L’agence américaine de l’immigration et des douanes (ICE) déploie une nouvelle stratégie : transformer d’immenses entrepôts industriels en prisons pour migrants, souvent au cœur de petites villes. Un plan ambitieux, coûteux et de plus en plus contesté par les populations locales.

L’Immigration and Customs Enforcement (ICE) accélère la construction d’un vaste réseau de centres de détention en achetant des entrepôts à travers les États-Unis. Selon une enquête de Bloomberg, l’agence fédérale a déjà investi plusieurs centaines de millions de dollars dans l’acquisition de bâtiments destinés à être transformés en prisons pour migrants.
Parmi les achats les plus marquants figure un entrepôt situé près de Hagerstown, dans le Maryland, acquis pour 102 millions de dollars, ainsi qu’un autre à Surprise, en Arizona, acheté comptant pour 70 millions de dollars.

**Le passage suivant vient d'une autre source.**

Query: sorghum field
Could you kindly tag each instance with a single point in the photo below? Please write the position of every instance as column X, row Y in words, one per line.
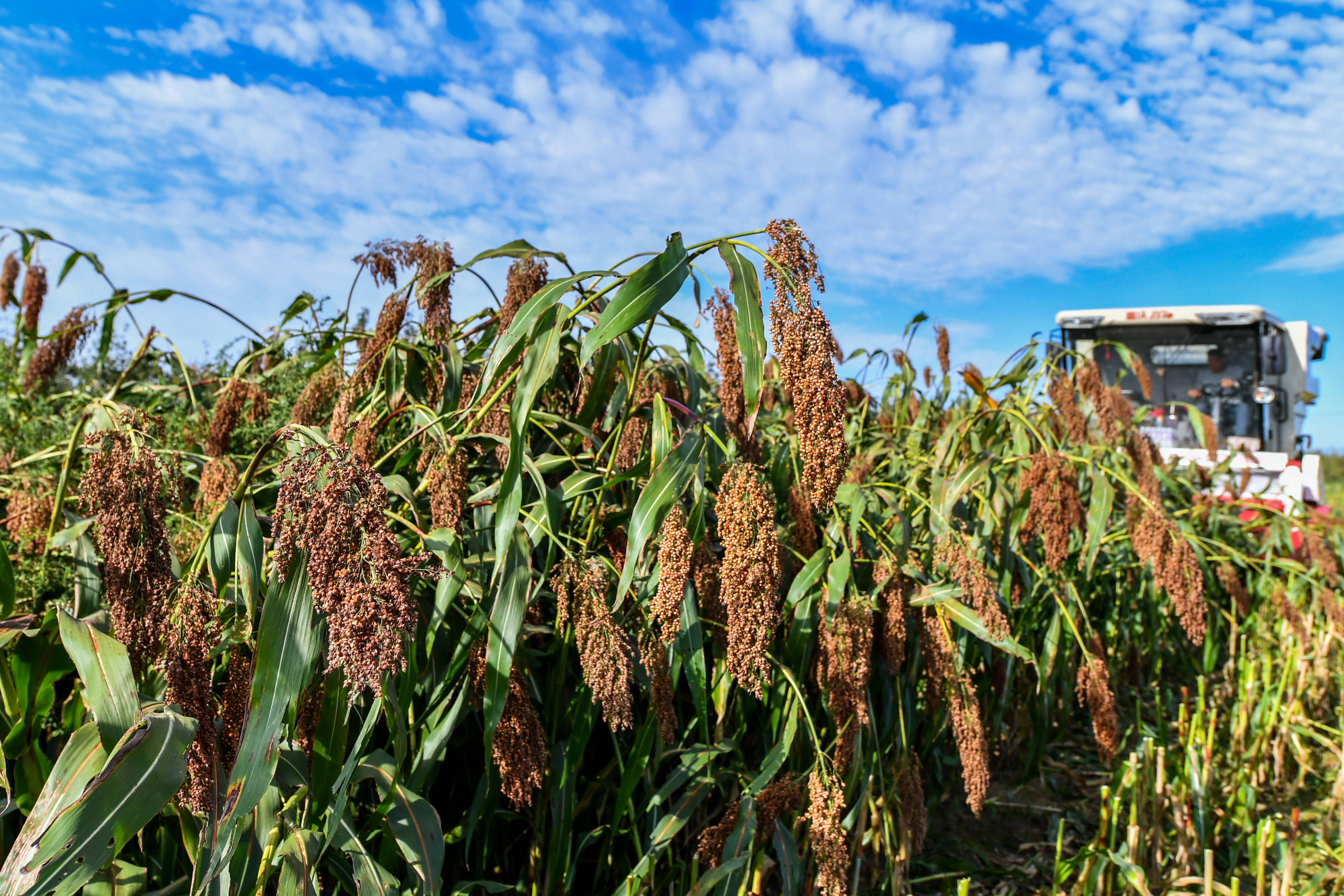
column 574, row 597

Ces montants ne couvrent toutefois que l’achat des structures : leur conversion en centres de détention – avec dortoirs, sanitaires, réfectoires et espaces dits “récréatifs” – engendrera des coûts supplémentaires considérables.
Un projet de détention de masse à l’échelle nationale
ICE prévoit d’utiliser jusqu’à 23 entrepôts à travers le pays pour y détenir des migrants. Les États concernés incluent notamment le Minnesota, l’Indiana, la Louisiane, le Missouri, le Mississippi, le New Hampshire, le New Jersey, la Pennsylvanie et la Virginie.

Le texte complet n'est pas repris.